A lot of the other stops were to do a little rock climbing and check out arches. It was funny because Jordan reminded me so much of Utah. We would stop to check out an arch and those arches are the highlights of the desert... what people come to this desert to see and I found myself not being that impressed by them. I mean... they were cool, but Utah has better ones. Ha ha. So snobby to say it like that. I still loved them, it was just less impressive since we have them too. Here are some of the sites from the Wadi Rum desert. So beautiful, I loved every minute of it.

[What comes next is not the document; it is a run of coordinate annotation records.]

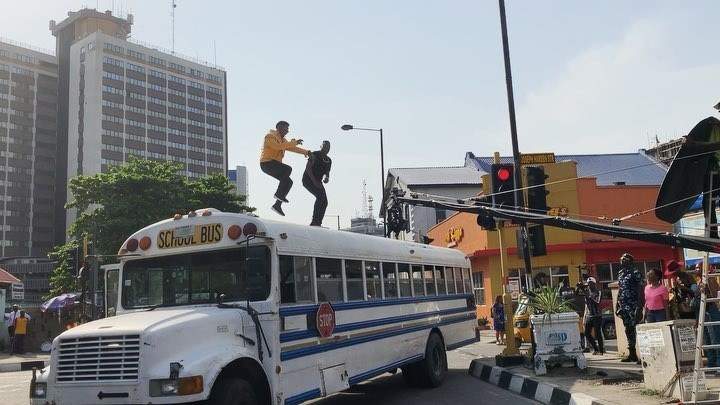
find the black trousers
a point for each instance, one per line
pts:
(281, 172)
(320, 200)
(594, 325)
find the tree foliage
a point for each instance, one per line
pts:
(62, 279)
(126, 198)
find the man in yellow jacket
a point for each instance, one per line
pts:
(273, 151)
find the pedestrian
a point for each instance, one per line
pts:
(656, 298)
(317, 172)
(273, 151)
(21, 327)
(497, 313)
(593, 317)
(629, 302)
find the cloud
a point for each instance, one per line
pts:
(614, 97)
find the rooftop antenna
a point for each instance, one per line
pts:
(173, 25)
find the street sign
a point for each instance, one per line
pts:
(325, 320)
(537, 158)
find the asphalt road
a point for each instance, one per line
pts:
(459, 388)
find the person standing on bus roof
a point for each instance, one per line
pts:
(273, 151)
(317, 172)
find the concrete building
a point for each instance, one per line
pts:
(28, 142)
(238, 177)
(129, 99)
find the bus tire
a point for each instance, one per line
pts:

Then we would stop in the middle of nowhere and our guide would pull out packed lunches from my camels pouch he had on and then he would gather rocks and sticks and make a fire and make us tea in the middle of the desert while we ate our packed lunches and the camels rested near by. I always gave my leftovers to my camel so that it would like me even more. Not that it didn't like me, my came was super great. I just always thanked him for letting me ride him. After lunch we would lay on the rocks and soak in the sun and take a little nap. Since it was a little on the colder side, laying in the sun felt awesome.
Then after riding our camels around the desert all day, we finally got to our Bedouin camp. We were the first ones there... so we got our stuff from the main tent and we found out which little tent we were going to be staying in and took our stuff there. I don't know what I was expecting the came to be like, but it was pretty big. They had a big main tent, where everyone hangs out and eats... then there is a bathroom/shower area, and then lots of individual tents where everyone stays. Pretty cool to stay at a place like that out in the middle of the desert. So we all ate dinner together in the main tent around the fire where they of course cooked us tea... always have to have tea. They cooked the meat in the ground like Hawaiians do with their pigs. It was so good and the meat just fell right off the bones. This was my Thanksgiving meal. I wasn't mad about it. What a delicious meal. Deb and I ate and sat next to a Kiwi couple (Kiwi = From New Zealand) that we really enjoyed talking to. So we chatted with them until we all decided to turn in and go to bed. Deb and I quickly found out that everyone that was there at the camp was going back home the next morning. We were the only ones out of the group staying 2 nights. We figured a new group would come the next day. Not what happened. Ha ha... turns out, Deb and I were the only ones at the camp the next day, so they cooked dinner and breakfast just for us. Entertained just us and because it was just us and we were so cold the first night, they told us we could go into any of the other tents and take as many of the blankets as we wanted to keep warm. So Deb and I had 3 or 4 blankets each that we piled on the top and bottom of us... which did keep us MUCH warmer the second night. It would have been nice to have other people to talk to the second night since the Bedouin's didn't speak a lot of English, but we also didn't mind it being just us either. We sat by the fire drinking tea and I wrote in my journal and we just relaxed and enjoyed. There was no connecting to Wifi, so it is like camping... which I really enjoy. Oh... and the stars at night.... INCREDIBLE! If it weren't so so cold, I would have sat out under the stars for a long time just staring. It rarely gets clearer and brighter than that. I wish I could have captured it.
I can't tell you how much I loved this camel trek. I would do it again in a heartbeat. Was I a little sore from riding the camels for 2 days... absolutely, but this ended up being one of my favorite parts of the trip because it was slow paced and beautiful and peaceful and didn't feel crowded and touristy. It was new and exciting but also relaxing with lots of time to reflect. It is exactly the type of experience I wanted on my Middle Eastern trip and I got it. I'm thankful it worked out and that Deb wanted to also do it and that she enjoyed it as well. What an experience.